WASHINGTON — The District of Columbia is lowering its revenue estimates for fiscal 2010 and 2011 amid the weak economy, but it’s making sure it will stay within its debt cap, chief financial officer Natwar Gandhi said Monday.

Total revenues for fiscal 2010, which ends Sept. 30, have been revised lower by $45.4 million from a February estimate, Gandhi said at a press briefing. Revenues for fiscal 2011 are now estimated to be $99.8 million less than that estimate. Revenues for fiscal 2012 through 2014 also have been revised lower, he added.

Gandhi said his office “is recalculating” the district’s self-imposed 12% debt-to-expenditures debt cap, but does not see a major impact from the lower revenues.

Debt needed for the district’s five-year capital plan is already within the debt cap. However, the lower revenue estimates “might limit the flexibility” of tax-increment financing projects, he said.

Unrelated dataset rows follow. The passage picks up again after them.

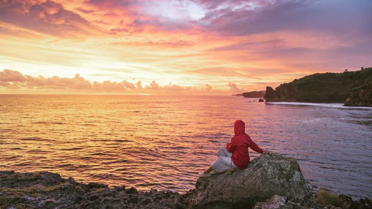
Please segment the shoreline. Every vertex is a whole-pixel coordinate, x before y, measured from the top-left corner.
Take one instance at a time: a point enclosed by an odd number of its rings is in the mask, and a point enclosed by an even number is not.
[[[195,189],[184,194],[80,183],[48,171],[0,171],[0,208],[372,208],[372,200],[367,198],[353,200],[324,188],[315,194],[314,189],[295,159],[272,153],[253,159],[246,169],[199,178]],[[283,204],[287,208],[276,207]]]

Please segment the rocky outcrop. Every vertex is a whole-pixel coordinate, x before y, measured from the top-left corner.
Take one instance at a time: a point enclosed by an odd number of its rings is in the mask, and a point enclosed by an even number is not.
[[[138,192],[82,184],[49,172],[0,172],[0,208],[186,209],[182,196],[170,191]]]
[[[267,102],[280,101],[279,96],[275,90],[273,89],[271,87],[267,86],[266,87],[266,93],[263,96],[263,98]]]
[[[353,200],[351,197],[339,195],[328,189],[320,188],[316,195],[318,203],[323,209],[371,209],[372,200],[367,198]]]
[[[315,73],[275,88],[267,87],[267,102],[345,103],[350,106],[370,106],[372,67],[361,71]]]
[[[187,200],[191,208],[251,208],[275,194],[307,207],[315,202],[297,161],[277,154],[262,154],[244,170],[199,178],[195,187]]]
[[[242,94],[244,98],[259,98],[263,97],[265,95],[266,91],[254,91],[249,92],[244,92]]]
[[[268,102],[296,102],[300,98],[299,92],[296,87],[291,84],[280,84],[275,90],[268,86],[264,98]]]
[[[372,81],[350,90],[345,106],[372,107]]]
[[[252,209],[310,209],[310,208],[302,206],[299,203],[287,200],[285,197],[275,194],[264,202],[256,203]]]

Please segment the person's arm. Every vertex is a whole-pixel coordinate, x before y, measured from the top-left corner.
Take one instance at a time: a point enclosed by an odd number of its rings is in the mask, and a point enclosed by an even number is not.
[[[232,153],[236,147],[236,144],[235,143],[235,140],[234,140],[234,137],[232,137],[232,138],[231,139],[231,141],[230,144],[226,143],[226,149],[227,149],[227,151],[229,152]]]
[[[254,143],[250,137],[248,137],[248,144],[249,144],[249,147],[251,148],[252,149],[254,150],[256,152],[258,152],[259,153],[264,153],[263,150],[262,149],[260,148],[256,143]],[[265,153],[266,153],[266,151]]]

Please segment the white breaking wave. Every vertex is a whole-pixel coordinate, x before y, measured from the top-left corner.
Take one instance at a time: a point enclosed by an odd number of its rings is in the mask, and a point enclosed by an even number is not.
[[[307,102],[266,102],[266,103],[272,104],[286,104],[287,105],[317,106],[325,107],[332,107],[334,108],[372,109],[372,107],[348,107],[344,106],[344,104],[342,103],[310,103]]]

The revised cap could be released by the end of this week, according to another district official.

“In general, I don’t see a substantial impact on our revenue cap, primarily because we have been very conservative” in estimating the cap, he told reporters yesterday.

Individual non-withholding tax collections are expected to be down 45% for fiscal 2010 based on estimates through August. Sales taxes are forecast to be down 4.9% for the year. However, real property tax revenues are expected to be higher for fiscal 2010.

Despite the lower revenue estimates, Gandhi was upbeat about the district’s financial condition.

“Show me a jurisdiction that is doing as well as we are at this stage,” he said. Credit agencies have maintained the district’s ratings throughout the recession, Gandhi noted, adding that the district enjoys a “superb” reputation on Wall Street.

The district’s income tax-secured revenue bonds, its primary vehicle for debt issuance for the past two years, are rated AAA by Standard & Poor’s, Aa2 by Moody’s Investors Service, and AA by Fitch Ratings. Analysts have said the city’s debt cap has contributed to the high ratings.

This spring, the district issued $126.8 million of refunding bonds to get debt under the cap for the fiscal year.

Gandhi said the district refunds debt “on a regular basis” to find savings and that it will continue to stay under the 12% cap. In March, he warned in a letter to District Council members that the refunding deal was a one-time solution to get under the cap.

The transaction was estimated to save about $338 million through fiscal 2014.